Personal information
- Full name: Brittany Ann Nicole Crew
- Born: March 6, 1994 (age 32) Mississauga, Ontario, Canada
- Height: 178 cm (5 ft 10 in)
- Weight: 112 kg (247 lb)

Sport
- Country: Canada
- Sport: Athletics
- Event: Shot put

Achievements and titles
- Personal best(s): 19.28 m (63 ft 3 in), 2019

Medal record
Women's athletics
Representing Canada
Commonwealth Games
| Bronze medal – third place | 2018 Gold Coast | Shot put |
Pan American Games
| Silver medal – second place | 2019 Lima | Shot put |
Universiade
| Gold medal – first place | 2017 Taipei | Shot put |
| Bronze medal – third place | 2015 Gwangju | Shot put |

= Brittany Crew =

Canadian shot putter (b. 1994)

Brittany Ann Nicole Crew (born March 6, 1994, in Mississauga, Ontario) is a Canadian track and field athlete competing in the shot put.

Crew is an alumna of York University in Toronto.

==Career==
In July 2016 she was named to Canada's Olympic team.

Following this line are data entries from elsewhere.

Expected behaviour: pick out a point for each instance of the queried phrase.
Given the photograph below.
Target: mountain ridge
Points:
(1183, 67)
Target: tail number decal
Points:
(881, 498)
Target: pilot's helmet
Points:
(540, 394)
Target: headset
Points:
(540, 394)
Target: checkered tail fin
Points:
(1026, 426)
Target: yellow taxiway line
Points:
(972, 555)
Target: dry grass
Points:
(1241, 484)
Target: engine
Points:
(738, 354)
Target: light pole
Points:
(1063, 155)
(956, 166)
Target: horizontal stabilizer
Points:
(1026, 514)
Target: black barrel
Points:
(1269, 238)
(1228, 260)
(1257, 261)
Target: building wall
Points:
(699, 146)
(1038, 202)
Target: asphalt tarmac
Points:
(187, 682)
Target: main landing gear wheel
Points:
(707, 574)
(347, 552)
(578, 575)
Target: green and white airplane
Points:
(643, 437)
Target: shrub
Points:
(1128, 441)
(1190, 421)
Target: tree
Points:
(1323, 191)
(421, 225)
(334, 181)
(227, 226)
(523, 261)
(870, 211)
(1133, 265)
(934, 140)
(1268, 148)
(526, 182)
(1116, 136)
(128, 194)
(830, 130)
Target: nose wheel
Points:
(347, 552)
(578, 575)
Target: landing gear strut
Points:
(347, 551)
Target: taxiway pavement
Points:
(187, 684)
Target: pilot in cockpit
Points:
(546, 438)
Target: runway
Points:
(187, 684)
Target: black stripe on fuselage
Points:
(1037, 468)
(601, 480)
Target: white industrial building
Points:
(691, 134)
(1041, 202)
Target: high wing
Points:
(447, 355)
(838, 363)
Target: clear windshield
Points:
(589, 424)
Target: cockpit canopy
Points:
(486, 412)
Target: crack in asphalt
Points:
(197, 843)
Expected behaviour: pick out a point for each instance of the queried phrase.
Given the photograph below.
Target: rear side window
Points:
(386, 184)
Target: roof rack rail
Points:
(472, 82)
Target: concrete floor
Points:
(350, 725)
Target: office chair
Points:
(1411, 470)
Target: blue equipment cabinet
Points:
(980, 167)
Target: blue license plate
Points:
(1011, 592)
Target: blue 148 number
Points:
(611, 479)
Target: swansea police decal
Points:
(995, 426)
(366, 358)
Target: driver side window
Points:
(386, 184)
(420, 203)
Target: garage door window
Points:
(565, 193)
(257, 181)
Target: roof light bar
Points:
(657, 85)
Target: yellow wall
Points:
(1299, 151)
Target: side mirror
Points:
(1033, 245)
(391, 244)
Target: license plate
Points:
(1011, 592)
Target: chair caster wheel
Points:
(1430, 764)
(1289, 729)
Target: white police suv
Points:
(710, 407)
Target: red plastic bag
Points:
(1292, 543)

At the 2017 Summer Universiade in Taipei, Crew won gold with a best throw of 18.34 meters. At the 2018 Commonwealth Games in Gold Coast, Australia, Crew won bronze with a best throw of 18.32 metres.

In 2019, Crew threw 19.28 to break her own Canadian record.

Crew competed at the 2020 Summer Olympics.